Mzu finally reveals the location coordinates of the uninhabited star that the Beezling is now orbiting and Joshua and his crew race to the star with the intentions of intercepting and destroying the Alchemist. Upon their arrival they discover the Alchemist and the Beezling with most of its crew intact. During the rescue Joshua's ship is ambushed by two Organization hellhawks that pursued them from Nyvan. Finding himself greatly outmaneuvered, Joshua pulls off a daring stunt by deploying the Alchemist into a nearby gas giant causing it to go nova, destroying the two Organization ships. Joshua meanwhile uses his ship's anti-matter drive to safely accelerate away from the nova at forty-two gees to a distance where they can make a proper ZTT jump.
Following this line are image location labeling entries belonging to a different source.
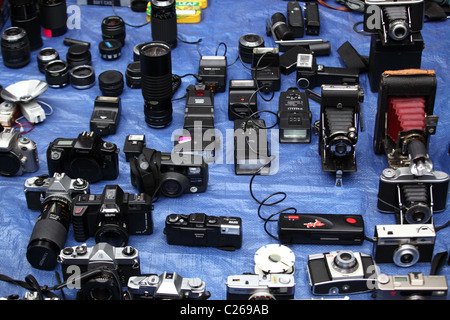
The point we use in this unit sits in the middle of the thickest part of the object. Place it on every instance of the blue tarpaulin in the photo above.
(296, 170)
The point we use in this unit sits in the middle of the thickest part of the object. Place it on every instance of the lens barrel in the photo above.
(164, 22)
(156, 83)
(53, 17)
(24, 15)
(15, 47)
(49, 233)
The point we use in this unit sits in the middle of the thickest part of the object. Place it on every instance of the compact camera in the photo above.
(17, 154)
(339, 123)
(404, 244)
(413, 286)
(260, 287)
(396, 41)
(198, 229)
(111, 216)
(341, 272)
(87, 157)
(412, 198)
(53, 197)
(171, 174)
(99, 272)
(167, 286)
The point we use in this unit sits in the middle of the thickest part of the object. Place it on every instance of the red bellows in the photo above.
(405, 114)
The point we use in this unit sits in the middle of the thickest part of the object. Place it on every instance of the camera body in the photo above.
(198, 229)
(341, 272)
(111, 216)
(413, 286)
(109, 269)
(295, 117)
(167, 286)
(339, 122)
(260, 287)
(413, 198)
(17, 154)
(172, 174)
(404, 244)
(87, 157)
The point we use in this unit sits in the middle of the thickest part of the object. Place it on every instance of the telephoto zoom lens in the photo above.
(24, 15)
(53, 17)
(113, 27)
(164, 22)
(49, 233)
(156, 83)
(15, 48)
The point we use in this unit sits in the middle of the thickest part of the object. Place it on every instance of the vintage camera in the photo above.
(310, 74)
(167, 286)
(171, 174)
(17, 154)
(260, 287)
(404, 244)
(103, 270)
(266, 68)
(87, 157)
(198, 229)
(404, 116)
(412, 198)
(53, 197)
(339, 122)
(341, 272)
(294, 117)
(242, 99)
(413, 286)
(111, 216)
(396, 41)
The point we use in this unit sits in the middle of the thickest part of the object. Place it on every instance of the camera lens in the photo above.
(133, 75)
(110, 49)
(24, 15)
(82, 77)
(49, 233)
(113, 27)
(78, 55)
(111, 83)
(53, 17)
(246, 45)
(406, 255)
(280, 27)
(156, 83)
(15, 48)
(57, 74)
(45, 56)
(164, 21)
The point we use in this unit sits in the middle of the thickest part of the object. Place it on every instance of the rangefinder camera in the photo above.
(167, 286)
(341, 272)
(198, 229)
(87, 157)
(404, 244)
(17, 154)
(260, 287)
(413, 286)
(111, 216)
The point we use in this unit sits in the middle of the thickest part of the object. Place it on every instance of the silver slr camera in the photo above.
(260, 287)
(167, 286)
(17, 154)
(413, 286)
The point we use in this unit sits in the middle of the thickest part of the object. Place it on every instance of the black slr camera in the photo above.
(111, 216)
(87, 157)
(99, 272)
(339, 122)
(172, 174)
(198, 229)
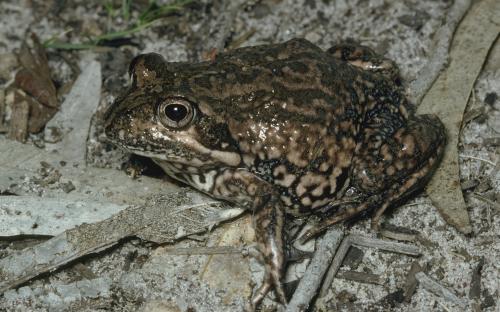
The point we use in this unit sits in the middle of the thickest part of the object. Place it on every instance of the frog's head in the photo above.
(165, 116)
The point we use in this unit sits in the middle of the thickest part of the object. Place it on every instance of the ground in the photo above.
(138, 275)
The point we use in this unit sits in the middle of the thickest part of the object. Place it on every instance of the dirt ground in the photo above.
(216, 273)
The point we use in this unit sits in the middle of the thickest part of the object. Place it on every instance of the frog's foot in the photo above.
(268, 224)
(365, 58)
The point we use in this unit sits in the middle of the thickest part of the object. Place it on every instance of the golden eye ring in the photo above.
(175, 112)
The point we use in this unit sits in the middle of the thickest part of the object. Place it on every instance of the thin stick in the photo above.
(384, 245)
(478, 158)
(336, 263)
(216, 250)
(315, 271)
(437, 289)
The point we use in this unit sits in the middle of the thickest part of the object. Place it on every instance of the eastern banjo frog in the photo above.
(281, 129)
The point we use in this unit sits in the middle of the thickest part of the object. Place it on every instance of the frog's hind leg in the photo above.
(398, 166)
(387, 172)
(268, 223)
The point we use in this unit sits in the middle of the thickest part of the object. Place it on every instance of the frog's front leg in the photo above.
(242, 187)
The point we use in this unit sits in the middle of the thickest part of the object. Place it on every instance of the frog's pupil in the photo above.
(176, 112)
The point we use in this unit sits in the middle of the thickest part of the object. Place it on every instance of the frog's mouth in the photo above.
(185, 150)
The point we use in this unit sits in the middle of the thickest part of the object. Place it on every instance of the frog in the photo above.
(283, 130)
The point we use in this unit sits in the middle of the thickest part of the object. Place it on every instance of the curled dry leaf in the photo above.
(34, 79)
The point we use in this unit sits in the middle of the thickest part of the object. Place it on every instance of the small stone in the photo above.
(67, 187)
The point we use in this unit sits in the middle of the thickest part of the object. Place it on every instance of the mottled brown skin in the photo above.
(284, 128)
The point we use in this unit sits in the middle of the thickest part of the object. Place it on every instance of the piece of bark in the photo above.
(449, 96)
(72, 122)
(361, 277)
(18, 128)
(411, 281)
(34, 79)
(439, 290)
(162, 219)
(475, 285)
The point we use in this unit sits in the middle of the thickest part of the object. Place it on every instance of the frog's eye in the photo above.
(175, 113)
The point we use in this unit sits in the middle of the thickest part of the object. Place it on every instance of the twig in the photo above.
(409, 237)
(361, 277)
(336, 263)
(315, 271)
(355, 239)
(429, 73)
(384, 245)
(19, 121)
(216, 250)
(486, 200)
(478, 158)
(411, 281)
(437, 289)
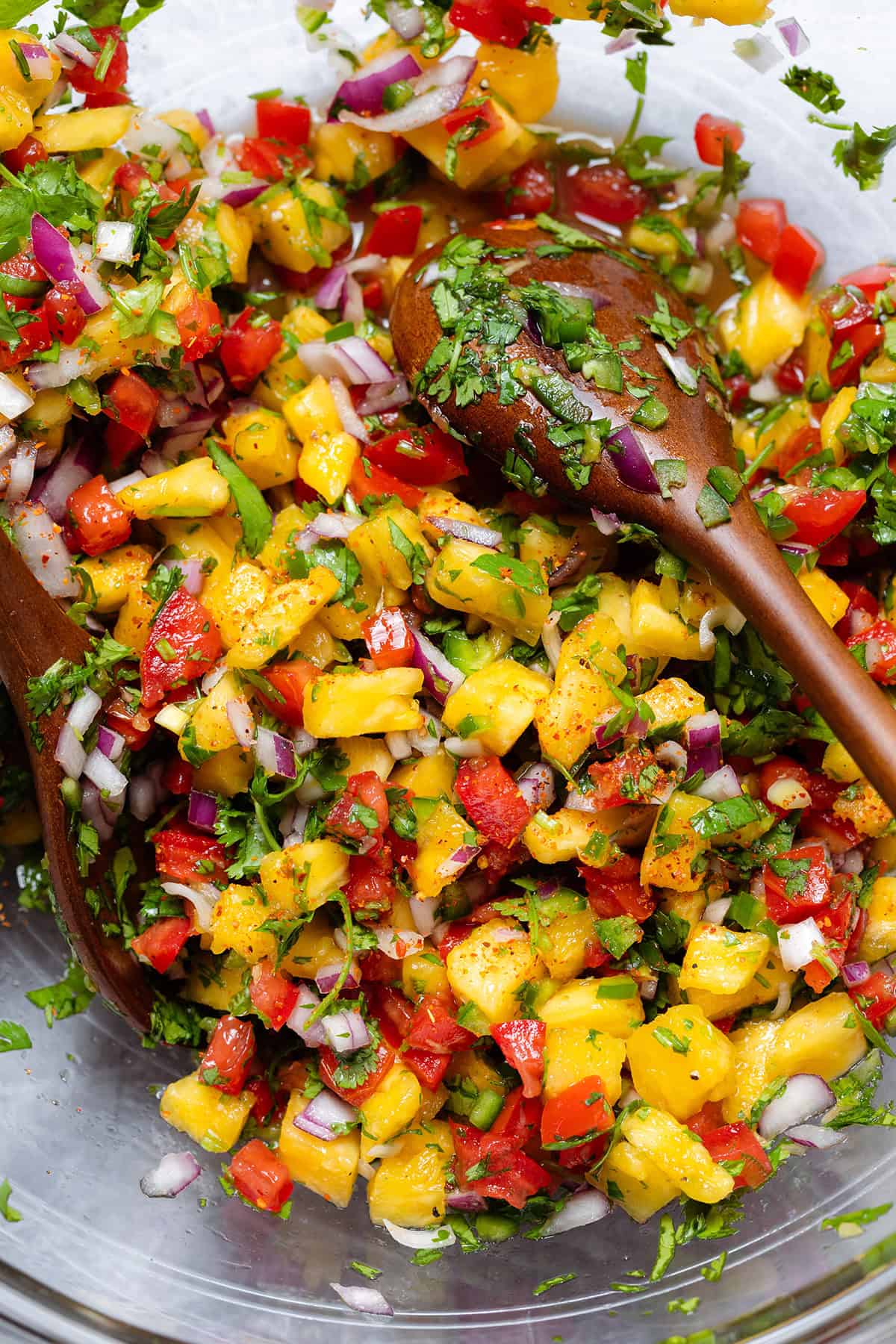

With knowledge of the Confederation's Toi Hoi assault fleet grouping and refuelling at Tranquility, the Organisation fleet, aided by a large number of hellhawks, stages a massive assault on Tranquillity, surrounding the habitat and its few blackhawk mercenary and Confederation Navy defenders. They demand Tranquillity's immediate surrender. When Ione hesitates, they launch over 5,000 anti-matter weapons at the habitat.

Later, when Lady Macbeth arrives at Mirchusko, they find a vast radioactive dead zone where Tranquillity used to be. However, there is insufficient debris or disintegrated matter in orbit to suggest the station was destroyed. Its fate is unknown.

The story concludes in The Naked God.

== Notes ==
This novel features two appearances by actual historical figures among the possessed. Fletcher Christian, who led the mutiny on the Bounty, and 1930s American gangster Al Capone, both have prominent storylines. There is also a comedic interlude between two men both claiming to be Elvis Presley, although the implication is that both are merely Elvis impersonators.

Two lengthy subplots were cut from the novel. Taking place on Srinagar, the Hindu-ethnic planet in the same system as Valisk, this would have had an army of possessed conquering the planet with bitek constructs. The second plot would have involved Louise and Genevieve's ship crash-landing on Mars. Both plots were dropped for space reasons.